Lake has claimed for months that her loss was tainted by mismatched signatures.
At last week's trial, however, Lake's attorneys did not present examples.
That's because her case is based not on specific bad signatures but the larger contention that it was not possible for election workers to have properly reviewed and verified them in the time taken. That includes more than 240,000 signatures Lake's legal team said were verified in fewer than three seconds.
Judge Peter Thompson is deciding whether that claim has any validity - the report used by the person who Lake brought to court as a signature expert was never admitted into evidence - and whether there is enough evidence for him to overturn the results of the race that saw Hobbs defeat Lake by 17,117 votes.
The governor, in her veto message, addressed none of that.
Instead, Hobbs said that what is in HB 2305 "creates unnecessary burdens for election administrators.''
She also said there are "meaningful privacy concerns for Arizona voters.''
However, the measure was amended before it reached Hobbs to prohibit the observers that McGarr's bill would have allow from noting, transcribing or disclosing the personal information they see, ranging from dates and places of birth to phone numbers, driver license numbers and a mother's maiden name.
But gubernatorial press aide Christian Slater, in explaining the veto Sunday, said that wasn't enough to satisfy his boss.
"We believe the bill still contains privacy concerns, even after the amendment,'' he said.
Hobbs' other election-related veto goes to the question of the role of people who serve as secretary of state, as she did until the end of last year.
HB 2308 was sponsored by Rep. Rachel Jones, R-Tucson.
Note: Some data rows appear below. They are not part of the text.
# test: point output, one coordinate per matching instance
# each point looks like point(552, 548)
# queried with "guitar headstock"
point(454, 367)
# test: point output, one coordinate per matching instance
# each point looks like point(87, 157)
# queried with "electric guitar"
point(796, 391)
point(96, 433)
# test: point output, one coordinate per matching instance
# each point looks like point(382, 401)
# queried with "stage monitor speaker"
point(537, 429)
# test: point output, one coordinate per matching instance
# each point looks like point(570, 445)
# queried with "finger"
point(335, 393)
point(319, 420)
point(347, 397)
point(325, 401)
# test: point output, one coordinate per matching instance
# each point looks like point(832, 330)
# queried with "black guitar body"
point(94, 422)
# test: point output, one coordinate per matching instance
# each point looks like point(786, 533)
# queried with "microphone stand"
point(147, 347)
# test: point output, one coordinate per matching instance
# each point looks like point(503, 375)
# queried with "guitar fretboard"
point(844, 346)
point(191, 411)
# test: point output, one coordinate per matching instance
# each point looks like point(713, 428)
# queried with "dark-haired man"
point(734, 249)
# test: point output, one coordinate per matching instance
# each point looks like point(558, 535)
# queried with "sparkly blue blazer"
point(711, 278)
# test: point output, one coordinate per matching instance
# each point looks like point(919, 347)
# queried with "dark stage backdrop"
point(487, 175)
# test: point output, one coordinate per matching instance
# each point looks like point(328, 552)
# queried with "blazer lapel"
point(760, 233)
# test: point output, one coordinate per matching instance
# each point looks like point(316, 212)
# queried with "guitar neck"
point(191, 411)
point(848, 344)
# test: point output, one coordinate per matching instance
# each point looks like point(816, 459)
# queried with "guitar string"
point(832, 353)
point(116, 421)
It sought to bar the secretary of state from personally performing any aspect of operations in an election in which that person is a candidate for office.
And the 2022 election was clearly on her mind.
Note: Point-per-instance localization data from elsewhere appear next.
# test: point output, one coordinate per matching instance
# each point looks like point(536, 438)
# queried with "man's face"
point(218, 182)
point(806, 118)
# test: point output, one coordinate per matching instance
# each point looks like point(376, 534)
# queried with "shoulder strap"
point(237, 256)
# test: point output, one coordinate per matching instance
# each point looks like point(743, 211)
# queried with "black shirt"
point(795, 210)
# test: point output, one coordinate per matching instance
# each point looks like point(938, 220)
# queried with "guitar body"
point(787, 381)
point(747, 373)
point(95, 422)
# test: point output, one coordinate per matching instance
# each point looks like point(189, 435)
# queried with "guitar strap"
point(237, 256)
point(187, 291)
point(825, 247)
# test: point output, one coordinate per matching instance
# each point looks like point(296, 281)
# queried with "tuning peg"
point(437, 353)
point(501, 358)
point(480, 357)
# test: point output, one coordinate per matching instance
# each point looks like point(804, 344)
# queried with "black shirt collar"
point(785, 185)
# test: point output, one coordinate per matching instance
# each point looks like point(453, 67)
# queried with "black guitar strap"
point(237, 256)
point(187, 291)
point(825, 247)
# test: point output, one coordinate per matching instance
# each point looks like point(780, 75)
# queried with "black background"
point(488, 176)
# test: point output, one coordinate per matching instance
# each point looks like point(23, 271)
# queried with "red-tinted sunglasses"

"I think the optics of that, of a secretary of state running their own election for governor and then certifying that election was a major concern to some of my constituents,'' she said.
Jones acknowledged that the Republican-controlled Legislature never pursued similar measures when Hobbs' predecessors - all Republicans going back to 1995 - were running either for reelection or a higher office. And her proposal also comes as the current secretary of state, Adrian Fontes, is a Democrat.
But Jones said those were different times.
"I think the environment then, I don't think it had become such a topic of conversation until after 2020,'' she said. That was the year of claims that Republican gubernatorial hopeful Donald Trump had been cheated out of the state's 11 electoral votes when official results show he was outpolled by Joe Biden.
"There is a lack of confidence, all in all, in our election process,'' Jones said.
During the 2022 race, Lake and other Republicans had called for Hobbs to voluntarily recuse herself. She refused, saying this has never been an issue before.
"This has never been an issue until now,'' Hobbs said. "And I'm not going to recuse myself from the job that voters elected me to do.''
In her veto message, the governor said that the position is elected and that the duties make the secretary of state Arizona's chief election officer.
"There is no reasonable basis to believe that Arizonans should not trust the secretary of state to do their job impartially,'' Hobbs wrote.